Mi madre me abandonó en un tren recién cumplidos los tres años. Rosario, que así se llamaba,  estaba embarazada de nuevo, pero yo no lo supe hasta después de mucho tiempo. Ni siquiera sabía que fui una niña abandonada y que mi madre no estaba muerta como me repetían mis tíos una y otra vez hasta que dejé de preguntar por ella y desistí de encontrar a alguien a quien poder llamar madre. Mi padre había muerto un año antes en el casino, con las cartas en la mano. Un infarto fulminante acabó con su vida allí mismo y se desplomó sobre la mesa donde jugaba al julepe con sus amigos. En el mismo instante que Jaime, mi padre, caía, la tía Rosita, artista de revista, entraba en el estudio del fotógrafo del barrio de Barcelona en el que nací. Mi primer recuerdo es el de esa fotografía, un rectángulo de papel que conservo casi intacto. Llevo un vestido corto, sin mangas, de color claro, calcetines y zapatos también claros y un gorrito anudado con una cinta de raso. Una cadena y una medalla con la imagen de la virgen rodean mi cuello.
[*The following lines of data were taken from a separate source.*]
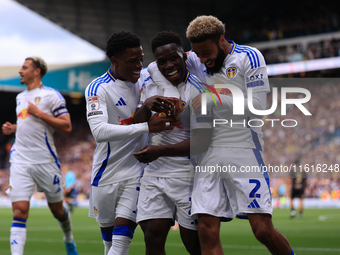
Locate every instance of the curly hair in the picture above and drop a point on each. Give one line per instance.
(38, 62)
(203, 28)
(119, 42)
(164, 38)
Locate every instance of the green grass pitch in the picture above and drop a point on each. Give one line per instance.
(317, 233)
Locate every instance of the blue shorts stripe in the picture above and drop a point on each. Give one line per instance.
(124, 231)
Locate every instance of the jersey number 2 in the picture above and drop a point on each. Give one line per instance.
(256, 188)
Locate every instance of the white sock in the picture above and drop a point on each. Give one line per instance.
(120, 245)
(107, 245)
(66, 226)
(18, 240)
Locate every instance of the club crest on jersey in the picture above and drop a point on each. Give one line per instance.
(92, 103)
(37, 100)
(231, 72)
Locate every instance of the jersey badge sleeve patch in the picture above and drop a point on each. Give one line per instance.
(231, 72)
(92, 103)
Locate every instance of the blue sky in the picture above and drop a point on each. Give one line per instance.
(24, 33)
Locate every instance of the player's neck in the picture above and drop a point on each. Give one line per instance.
(226, 47)
(34, 84)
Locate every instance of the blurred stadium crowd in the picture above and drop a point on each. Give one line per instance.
(315, 140)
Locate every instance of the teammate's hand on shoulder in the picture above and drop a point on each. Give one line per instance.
(7, 128)
(196, 103)
(158, 124)
(147, 154)
(33, 110)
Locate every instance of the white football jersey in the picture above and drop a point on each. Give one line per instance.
(172, 166)
(114, 101)
(243, 67)
(34, 143)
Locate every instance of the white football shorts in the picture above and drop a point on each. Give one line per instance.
(24, 177)
(166, 198)
(230, 182)
(115, 200)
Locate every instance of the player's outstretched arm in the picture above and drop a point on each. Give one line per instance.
(61, 123)
(155, 103)
(9, 128)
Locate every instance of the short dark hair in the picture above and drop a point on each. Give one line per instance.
(119, 42)
(38, 62)
(205, 27)
(164, 38)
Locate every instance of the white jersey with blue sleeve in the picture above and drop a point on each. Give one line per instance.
(111, 104)
(34, 142)
(176, 167)
(244, 67)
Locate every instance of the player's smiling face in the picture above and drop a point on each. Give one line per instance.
(27, 72)
(129, 64)
(210, 54)
(171, 62)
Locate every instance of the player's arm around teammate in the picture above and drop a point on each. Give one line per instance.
(166, 186)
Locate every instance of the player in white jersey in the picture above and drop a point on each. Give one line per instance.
(216, 196)
(166, 186)
(40, 110)
(111, 103)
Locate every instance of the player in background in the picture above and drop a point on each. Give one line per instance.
(40, 110)
(166, 186)
(70, 190)
(218, 196)
(111, 103)
(298, 185)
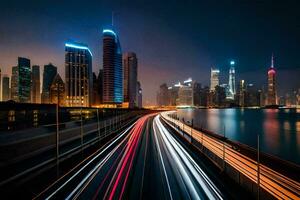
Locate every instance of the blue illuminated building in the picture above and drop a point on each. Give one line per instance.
(112, 68)
(79, 79)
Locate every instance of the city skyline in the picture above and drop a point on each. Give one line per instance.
(199, 55)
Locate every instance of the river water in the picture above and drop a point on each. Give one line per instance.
(279, 129)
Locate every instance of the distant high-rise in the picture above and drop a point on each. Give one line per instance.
(214, 78)
(36, 85)
(242, 91)
(49, 73)
(139, 96)
(0, 86)
(96, 92)
(112, 68)
(100, 85)
(57, 91)
(272, 94)
(14, 94)
(231, 83)
(5, 88)
(130, 78)
(185, 93)
(24, 84)
(163, 96)
(79, 78)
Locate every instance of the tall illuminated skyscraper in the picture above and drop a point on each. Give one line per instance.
(0, 86)
(130, 78)
(14, 94)
(36, 84)
(272, 93)
(57, 91)
(112, 68)
(214, 78)
(5, 88)
(49, 73)
(24, 83)
(231, 83)
(79, 78)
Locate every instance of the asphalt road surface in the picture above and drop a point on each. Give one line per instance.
(145, 161)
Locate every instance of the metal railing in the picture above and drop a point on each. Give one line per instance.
(276, 184)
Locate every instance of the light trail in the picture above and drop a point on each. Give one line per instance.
(278, 185)
(189, 170)
(81, 169)
(162, 162)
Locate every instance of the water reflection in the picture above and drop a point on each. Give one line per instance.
(271, 134)
(279, 129)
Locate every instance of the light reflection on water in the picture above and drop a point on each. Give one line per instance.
(279, 129)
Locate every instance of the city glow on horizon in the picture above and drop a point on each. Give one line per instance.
(109, 31)
(78, 47)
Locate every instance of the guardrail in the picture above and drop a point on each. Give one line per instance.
(107, 129)
(278, 185)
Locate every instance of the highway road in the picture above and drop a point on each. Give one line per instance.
(143, 162)
(278, 185)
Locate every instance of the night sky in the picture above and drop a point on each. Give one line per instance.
(173, 40)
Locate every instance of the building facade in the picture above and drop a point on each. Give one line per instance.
(139, 96)
(163, 96)
(24, 83)
(112, 68)
(0, 85)
(100, 84)
(242, 91)
(57, 91)
(5, 88)
(214, 78)
(272, 94)
(130, 78)
(231, 82)
(78, 73)
(14, 84)
(35, 85)
(50, 72)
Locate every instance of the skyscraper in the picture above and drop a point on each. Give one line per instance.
(231, 83)
(130, 78)
(272, 94)
(112, 68)
(163, 96)
(185, 93)
(57, 91)
(5, 88)
(49, 73)
(100, 85)
(96, 94)
(242, 91)
(36, 84)
(14, 94)
(139, 95)
(214, 78)
(24, 84)
(79, 79)
(0, 86)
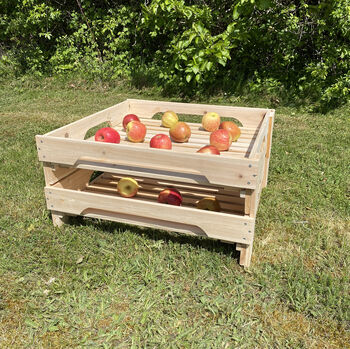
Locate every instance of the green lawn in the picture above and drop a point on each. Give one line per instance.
(100, 284)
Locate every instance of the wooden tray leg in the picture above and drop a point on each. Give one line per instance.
(245, 254)
(59, 218)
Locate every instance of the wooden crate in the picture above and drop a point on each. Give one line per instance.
(235, 178)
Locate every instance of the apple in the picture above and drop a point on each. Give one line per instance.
(170, 196)
(210, 204)
(221, 139)
(209, 149)
(169, 119)
(127, 187)
(231, 127)
(136, 131)
(108, 135)
(180, 132)
(128, 118)
(160, 141)
(211, 121)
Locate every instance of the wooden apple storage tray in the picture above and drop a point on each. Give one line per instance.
(235, 177)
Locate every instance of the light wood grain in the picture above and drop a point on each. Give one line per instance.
(78, 129)
(214, 224)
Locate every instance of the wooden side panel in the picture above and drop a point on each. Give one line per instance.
(151, 162)
(250, 117)
(53, 173)
(212, 224)
(78, 129)
(260, 137)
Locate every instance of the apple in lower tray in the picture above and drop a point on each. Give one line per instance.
(210, 204)
(169, 119)
(221, 139)
(180, 132)
(128, 118)
(108, 135)
(231, 127)
(211, 121)
(209, 149)
(127, 187)
(170, 196)
(136, 131)
(160, 141)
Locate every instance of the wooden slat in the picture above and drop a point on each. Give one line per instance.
(247, 116)
(261, 136)
(84, 154)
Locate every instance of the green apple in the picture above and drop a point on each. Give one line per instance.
(210, 204)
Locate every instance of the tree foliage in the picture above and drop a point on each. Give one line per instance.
(244, 45)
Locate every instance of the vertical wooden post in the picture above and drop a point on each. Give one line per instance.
(69, 178)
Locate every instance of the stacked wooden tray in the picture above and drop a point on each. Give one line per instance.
(235, 178)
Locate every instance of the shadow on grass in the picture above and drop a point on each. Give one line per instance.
(211, 245)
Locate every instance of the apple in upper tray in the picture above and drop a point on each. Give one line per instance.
(128, 118)
(211, 121)
(160, 141)
(127, 187)
(209, 149)
(210, 204)
(169, 119)
(136, 131)
(108, 135)
(221, 139)
(170, 196)
(180, 132)
(231, 127)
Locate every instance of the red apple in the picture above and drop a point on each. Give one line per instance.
(211, 121)
(136, 131)
(160, 141)
(169, 119)
(128, 118)
(108, 135)
(180, 132)
(221, 139)
(231, 127)
(209, 149)
(170, 196)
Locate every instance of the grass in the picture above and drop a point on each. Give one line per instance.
(100, 284)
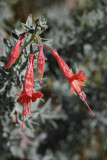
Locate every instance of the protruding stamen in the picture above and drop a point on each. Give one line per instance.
(83, 97)
(22, 126)
(47, 47)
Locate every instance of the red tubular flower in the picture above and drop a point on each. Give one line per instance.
(14, 53)
(76, 80)
(40, 62)
(28, 95)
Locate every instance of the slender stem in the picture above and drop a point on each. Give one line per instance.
(31, 48)
(38, 41)
(47, 47)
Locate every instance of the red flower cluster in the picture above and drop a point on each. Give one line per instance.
(76, 80)
(28, 95)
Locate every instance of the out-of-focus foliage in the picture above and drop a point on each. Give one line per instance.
(61, 127)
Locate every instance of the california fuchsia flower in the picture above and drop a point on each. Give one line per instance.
(14, 53)
(28, 95)
(40, 62)
(76, 80)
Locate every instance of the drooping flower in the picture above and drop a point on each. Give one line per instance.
(28, 95)
(40, 62)
(14, 53)
(76, 80)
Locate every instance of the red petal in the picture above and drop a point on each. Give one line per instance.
(36, 95)
(19, 99)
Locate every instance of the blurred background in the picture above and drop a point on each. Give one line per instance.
(62, 127)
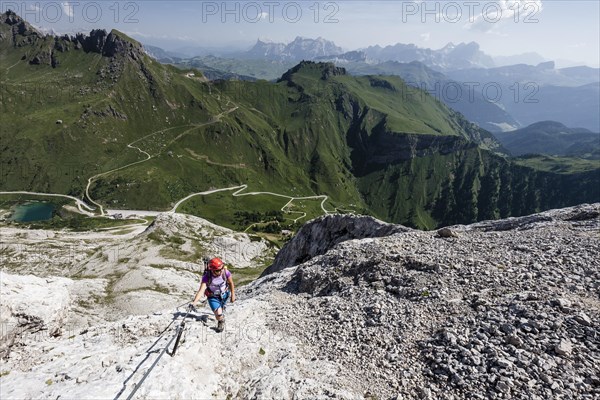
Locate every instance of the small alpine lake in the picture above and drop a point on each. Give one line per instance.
(32, 211)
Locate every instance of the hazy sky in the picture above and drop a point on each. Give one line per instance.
(556, 29)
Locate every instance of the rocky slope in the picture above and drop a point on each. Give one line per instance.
(499, 309)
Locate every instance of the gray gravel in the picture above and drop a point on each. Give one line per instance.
(501, 310)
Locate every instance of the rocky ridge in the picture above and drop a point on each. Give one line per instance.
(505, 309)
(500, 309)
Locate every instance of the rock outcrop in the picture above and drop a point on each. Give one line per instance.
(508, 309)
(320, 235)
(500, 310)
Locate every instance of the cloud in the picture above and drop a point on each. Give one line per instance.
(487, 16)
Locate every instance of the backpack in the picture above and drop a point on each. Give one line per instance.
(207, 273)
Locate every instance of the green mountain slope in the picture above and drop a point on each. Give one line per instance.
(552, 138)
(144, 135)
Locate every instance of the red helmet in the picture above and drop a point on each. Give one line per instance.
(215, 264)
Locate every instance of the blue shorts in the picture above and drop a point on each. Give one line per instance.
(216, 302)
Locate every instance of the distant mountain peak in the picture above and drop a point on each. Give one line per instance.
(13, 23)
(300, 48)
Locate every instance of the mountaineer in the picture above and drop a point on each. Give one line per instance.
(217, 285)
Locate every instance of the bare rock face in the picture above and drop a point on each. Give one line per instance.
(320, 235)
(508, 309)
(33, 305)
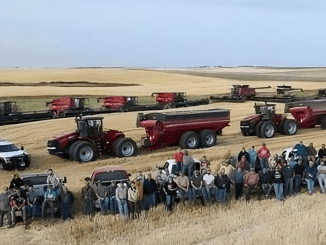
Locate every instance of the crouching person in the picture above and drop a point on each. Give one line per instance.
(198, 189)
(17, 203)
(5, 207)
(121, 194)
(250, 182)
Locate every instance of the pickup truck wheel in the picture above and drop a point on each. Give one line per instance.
(207, 138)
(125, 147)
(72, 150)
(290, 127)
(323, 122)
(85, 152)
(267, 129)
(189, 140)
(257, 129)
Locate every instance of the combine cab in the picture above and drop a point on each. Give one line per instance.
(89, 140)
(67, 106)
(265, 123)
(176, 100)
(239, 93)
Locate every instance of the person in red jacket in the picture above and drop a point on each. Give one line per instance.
(263, 154)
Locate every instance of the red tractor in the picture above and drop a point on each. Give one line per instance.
(239, 93)
(89, 140)
(265, 123)
(67, 106)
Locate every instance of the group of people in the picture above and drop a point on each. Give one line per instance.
(28, 202)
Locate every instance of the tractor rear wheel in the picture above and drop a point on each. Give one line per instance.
(290, 127)
(124, 147)
(323, 122)
(257, 129)
(267, 129)
(207, 138)
(189, 140)
(85, 152)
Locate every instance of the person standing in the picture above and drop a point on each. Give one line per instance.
(210, 187)
(5, 207)
(170, 190)
(263, 153)
(238, 183)
(252, 156)
(121, 193)
(183, 183)
(88, 196)
(32, 201)
(310, 176)
(289, 175)
(278, 184)
(188, 164)
(133, 200)
(322, 176)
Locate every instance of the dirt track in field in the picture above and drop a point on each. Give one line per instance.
(33, 136)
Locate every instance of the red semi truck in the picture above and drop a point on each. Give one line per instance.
(190, 130)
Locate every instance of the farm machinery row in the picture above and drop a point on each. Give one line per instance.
(70, 107)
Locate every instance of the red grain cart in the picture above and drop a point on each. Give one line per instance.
(189, 130)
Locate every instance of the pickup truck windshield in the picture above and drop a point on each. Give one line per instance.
(8, 148)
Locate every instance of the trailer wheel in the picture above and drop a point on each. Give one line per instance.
(267, 129)
(189, 140)
(257, 129)
(207, 138)
(124, 147)
(290, 127)
(323, 122)
(84, 152)
(72, 150)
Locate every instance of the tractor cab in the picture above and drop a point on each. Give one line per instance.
(89, 126)
(265, 109)
(7, 108)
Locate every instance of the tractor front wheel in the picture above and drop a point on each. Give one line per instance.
(124, 147)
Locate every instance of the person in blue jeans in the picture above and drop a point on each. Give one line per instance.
(278, 184)
(121, 194)
(310, 176)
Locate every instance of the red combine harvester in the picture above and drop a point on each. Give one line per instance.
(67, 106)
(89, 140)
(177, 99)
(265, 123)
(239, 93)
(189, 130)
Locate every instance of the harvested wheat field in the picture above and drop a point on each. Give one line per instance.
(296, 221)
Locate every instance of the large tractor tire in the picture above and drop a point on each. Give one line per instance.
(72, 150)
(257, 129)
(124, 147)
(85, 152)
(290, 127)
(323, 122)
(207, 138)
(267, 129)
(189, 140)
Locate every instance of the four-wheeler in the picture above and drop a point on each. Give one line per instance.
(265, 123)
(11, 156)
(239, 93)
(67, 106)
(10, 113)
(89, 140)
(177, 99)
(188, 129)
(126, 103)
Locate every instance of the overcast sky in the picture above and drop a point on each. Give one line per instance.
(179, 33)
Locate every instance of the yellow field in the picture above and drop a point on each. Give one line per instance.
(297, 221)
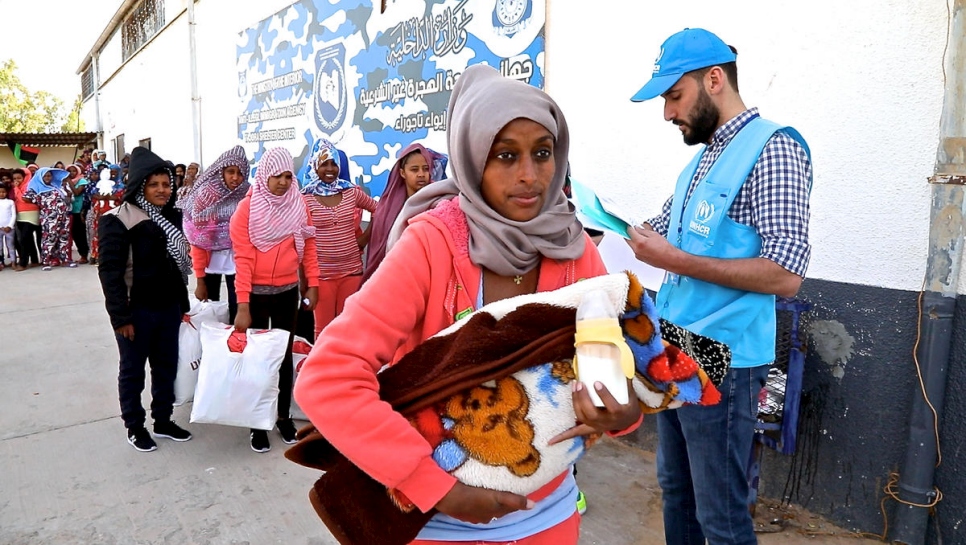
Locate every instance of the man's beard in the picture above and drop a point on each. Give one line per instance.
(702, 122)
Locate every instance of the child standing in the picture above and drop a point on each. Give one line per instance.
(46, 190)
(417, 167)
(27, 232)
(332, 204)
(8, 220)
(143, 268)
(274, 243)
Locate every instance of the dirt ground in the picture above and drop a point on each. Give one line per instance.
(624, 505)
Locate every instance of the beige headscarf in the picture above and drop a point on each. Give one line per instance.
(482, 103)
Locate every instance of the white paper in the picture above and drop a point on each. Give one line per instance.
(619, 257)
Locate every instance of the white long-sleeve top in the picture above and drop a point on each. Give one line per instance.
(8, 213)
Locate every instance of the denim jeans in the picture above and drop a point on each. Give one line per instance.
(702, 458)
(155, 343)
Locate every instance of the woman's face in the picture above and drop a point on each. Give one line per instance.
(278, 185)
(327, 170)
(519, 170)
(157, 189)
(415, 172)
(232, 176)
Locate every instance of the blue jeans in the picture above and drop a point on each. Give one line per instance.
(155, 343)
(702, 458)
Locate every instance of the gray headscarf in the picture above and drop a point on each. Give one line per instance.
(482, 103)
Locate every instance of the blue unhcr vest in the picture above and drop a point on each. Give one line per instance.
(743, 320)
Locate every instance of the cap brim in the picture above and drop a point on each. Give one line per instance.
(656, 87)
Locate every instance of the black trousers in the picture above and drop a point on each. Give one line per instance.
(156, 342)
(78, 232)
(26, 240)
(278, 312)
(213, 284)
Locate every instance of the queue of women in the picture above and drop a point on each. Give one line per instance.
(289, 246)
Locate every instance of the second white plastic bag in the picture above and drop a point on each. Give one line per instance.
(189, 345)
(239, 388)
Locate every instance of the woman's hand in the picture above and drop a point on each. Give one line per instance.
(480, 505)
(592, 419)
(243, 318)
(126, 331)
(312, 294)
(201, 289)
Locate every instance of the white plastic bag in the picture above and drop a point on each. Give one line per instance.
(189, 345)
(239, 388)
(216, 310)
(300, 350)
(189, 359)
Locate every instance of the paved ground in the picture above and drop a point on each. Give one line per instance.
(68, 476)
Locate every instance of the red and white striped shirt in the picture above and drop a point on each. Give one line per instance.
(336, 243)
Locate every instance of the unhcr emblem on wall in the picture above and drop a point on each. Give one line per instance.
(372, 82)
(511, 16)
(330, 89)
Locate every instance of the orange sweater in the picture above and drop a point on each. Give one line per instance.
(277, 267)
(424, 282)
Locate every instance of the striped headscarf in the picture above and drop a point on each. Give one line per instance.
(274, 218)
(210, 205)
(177, 244)
(323, 150)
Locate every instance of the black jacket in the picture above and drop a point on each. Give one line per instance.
(134, 266)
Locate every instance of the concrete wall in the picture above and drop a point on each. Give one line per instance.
(149, 96)
(46, 158)
(863, 82)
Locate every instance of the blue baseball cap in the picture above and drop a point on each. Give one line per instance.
(685, 51)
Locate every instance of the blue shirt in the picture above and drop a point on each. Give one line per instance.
(773, 200)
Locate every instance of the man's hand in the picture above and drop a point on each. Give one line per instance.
(480, 505)
(312, 294)
(201, 289)
(243, 318)
(126, 331)
(651, 248)
(592, 419)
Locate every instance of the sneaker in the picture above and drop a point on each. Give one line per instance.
(287, 430)
(172, 431)
(141, 440)
(260, 442)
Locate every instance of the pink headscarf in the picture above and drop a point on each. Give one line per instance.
(391, 203)
(274, 218)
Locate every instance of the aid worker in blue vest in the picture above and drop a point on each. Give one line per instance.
(732, 237)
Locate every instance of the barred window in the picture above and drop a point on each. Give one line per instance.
(87, 81)
(145, 20)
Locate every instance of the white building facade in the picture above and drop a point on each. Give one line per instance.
(862, 81)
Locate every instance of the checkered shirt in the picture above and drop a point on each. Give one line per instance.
(773, 199)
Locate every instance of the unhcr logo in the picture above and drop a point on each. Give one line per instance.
(702, 215)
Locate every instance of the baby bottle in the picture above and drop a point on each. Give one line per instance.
(602, 355)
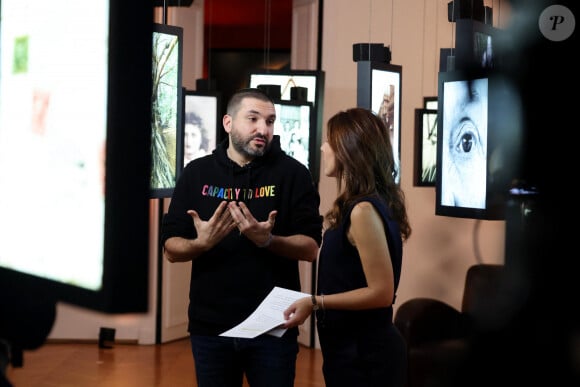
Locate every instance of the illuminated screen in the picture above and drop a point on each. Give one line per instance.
(68, 111)
(166, 109)
(52, 138)
(379, 90)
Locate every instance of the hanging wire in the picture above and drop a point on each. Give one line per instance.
(267, 30)
(392, 25)
(209, 38)
(453, 28)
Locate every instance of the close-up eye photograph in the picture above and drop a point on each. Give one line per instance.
(288, 193)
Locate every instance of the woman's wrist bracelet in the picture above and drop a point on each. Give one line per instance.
(267, 243)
El fogonazo de luz del retratista anticipó todo, como en uno de esos ejercicios escolares en el que la maestra pide a sus alumnos que describan a un personaje. Ahí estoy yo, la virgen a la altura del ombligo, mirando al futuro con asombro en una imagen congelada tanto tiempo y, sin embargo, tan certera.

 

Era septiembre de 1932 y a las nueve de la mañana partía el ferrocarril de la estación de Francia con destino a Tortosa, adonde llegaba después de casi seis horas de trayecto. Veo a mi madre entrando en la estación, su mano agarrando con firmeza la mía, y con la otra sujetando un pañuelo de cuadros café con leche y negros donde había puesto unas mudas y mi retrato. La observo mientras escruta cada rostro de los viajeros, mientras busca a alguna mujer con niños que le devuelva una mirada que le inspire confianza; la contemplo mientras pregunta con la esperanza de dar con alguien que vaya a Tortosa. Recreo la escena e imagino a mi madre con los ojos llorosos, buscando en  todos los vagones a algún vecino del pueblo, deseando no toparse con ninguno para no tener otro remedio que quedarse conmigo y ya le diría a su novio, ya le explicaría por qué volvía con la mocosa a casa. Si hubiera podido saber que no iba a ver a mi madre nunca más hubiera podido atrapar algún olor de su piel, o el color de la tela de su vestido, o retener en la memoria el brillo del miedo en sus ojos y su color. Algunas noches me despierto sobresaltada y me pongo a coser en silencio, o a planchar hasta que amanece, envuelta todavía en un sueño en el que Rosario me abandona en algún lugar húmedo y oscuro. Y entonces comprendo que mi madre no lloró.